The board of Alliance Boots has done the only thing it could sensibly do given the conflicts of interest of some of its members: it has rejected KKR’s £10 a share proposed offer as too low. The shares have risen just above that level this afternoon. With Stefano Pessina and his 15 per cent holding lined up behind KKR’s proposal and six others on the 13 strong board allied to Mr Pessina, this situation is a big test for chairman Sir Nigel Rudd. Pessina and KKR clearly see growth opportunities that other investors have missed, not just room for financial engineering or asset stripping, which is minimal at Boots. This alone is a good reason not to accept their first offer.
The CDS market, meanwhile, is suggesting that the chances of a bid for J Sainsbury has receded now that KKR, which is part of the consortium stalking it, has honed in on Boots. Sainsbury shares are off about 2 per cent.
Ford Motor has confirmed the sale of Aston Martin to a consortium of investors led by David Richards, a motor industry veteran, for close to £439m ($848m). The consortium also includes John Sinders( who has just given up being a banker at Jefferies but has gave them the business of advising the consortium) and two Kuwaiti-based financial firms. Our man, Jonathan Guthrie, dragged his battered Volvo estate to the press conference and will say more in tomorrow’s paper about the buyers and their plans.
Monsoon has warned of difficult trading again. The company, which is losing both its chief executive and finance director this month, blamed “difficult” trading on the high street and glitches with a new distribution centre.
Smith & Nephew, the UK medical device maker which has looked vulnerable to a bid since failing to buy Biomet last year, has agreed to buy Plus Orthopedics Holding, a privately-owned Swiss group, for SFr1.09bn ($889m) cash, including assumed debt.
Today is another big results day. Broker Collins Stewart reported strong growth in profits and turnover in its first set of results after December’s demerger of Tullett Prebon, its inter-dealer broker business. Pro forma pre-tax profits were £64.8m, up from £46.6m, on revenue of £184.8m compared to £148.7m for the year to December 31.

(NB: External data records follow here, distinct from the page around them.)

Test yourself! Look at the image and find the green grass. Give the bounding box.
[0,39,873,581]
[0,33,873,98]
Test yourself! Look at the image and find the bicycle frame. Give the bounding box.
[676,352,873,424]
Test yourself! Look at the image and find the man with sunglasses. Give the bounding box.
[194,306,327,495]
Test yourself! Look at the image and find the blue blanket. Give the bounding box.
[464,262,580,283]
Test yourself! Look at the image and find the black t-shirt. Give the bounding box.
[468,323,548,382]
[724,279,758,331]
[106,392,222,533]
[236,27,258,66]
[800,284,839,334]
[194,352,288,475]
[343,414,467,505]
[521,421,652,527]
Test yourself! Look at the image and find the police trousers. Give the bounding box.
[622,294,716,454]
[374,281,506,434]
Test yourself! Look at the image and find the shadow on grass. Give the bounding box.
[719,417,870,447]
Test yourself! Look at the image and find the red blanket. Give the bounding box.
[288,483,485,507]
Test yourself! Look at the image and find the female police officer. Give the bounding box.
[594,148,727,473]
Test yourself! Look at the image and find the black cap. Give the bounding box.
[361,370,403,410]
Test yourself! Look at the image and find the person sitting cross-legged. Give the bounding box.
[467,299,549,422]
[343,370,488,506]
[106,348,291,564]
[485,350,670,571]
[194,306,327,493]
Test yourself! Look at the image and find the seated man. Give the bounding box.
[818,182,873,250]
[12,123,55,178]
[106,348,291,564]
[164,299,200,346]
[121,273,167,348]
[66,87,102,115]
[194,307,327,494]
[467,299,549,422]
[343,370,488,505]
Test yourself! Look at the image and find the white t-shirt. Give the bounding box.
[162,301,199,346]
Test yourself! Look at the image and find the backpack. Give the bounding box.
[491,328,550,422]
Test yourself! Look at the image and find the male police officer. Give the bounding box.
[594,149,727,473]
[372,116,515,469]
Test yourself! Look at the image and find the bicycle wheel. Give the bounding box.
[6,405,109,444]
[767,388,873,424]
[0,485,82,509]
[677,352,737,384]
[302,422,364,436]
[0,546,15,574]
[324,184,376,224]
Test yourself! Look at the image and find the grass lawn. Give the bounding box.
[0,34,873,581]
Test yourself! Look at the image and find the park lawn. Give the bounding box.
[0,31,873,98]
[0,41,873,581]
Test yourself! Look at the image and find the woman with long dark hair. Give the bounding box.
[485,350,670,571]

Bovis Homes has reported a 17 per cent rise in annual pre-tax profits to £135.5m. No update on the takeover speculation which has lifted the stock in recent days.
Other results include: Hiscox (good), Interserve (good, and past its accounting problem), Greggs (hit by mild winter and restructuring costs), Absolute Capital Management (good figures, welcomes recent market volatility) and Lookers (selling lots of Aston Martins and Range Rovers).
Rumour of the day: ICI shares are up nearly 6 per cent this afternoon on news that Akzo Nobel has torn up plans to float its medicines business in favour of an €11bn sale to Schering-Plough. Investors, who have long seen ICI as a bid target, were betting that the Dutch chemicals maker would use the proceeds to bid for its UK rival. Akzo said it was looking at making acquisitions that made “strategic sense”.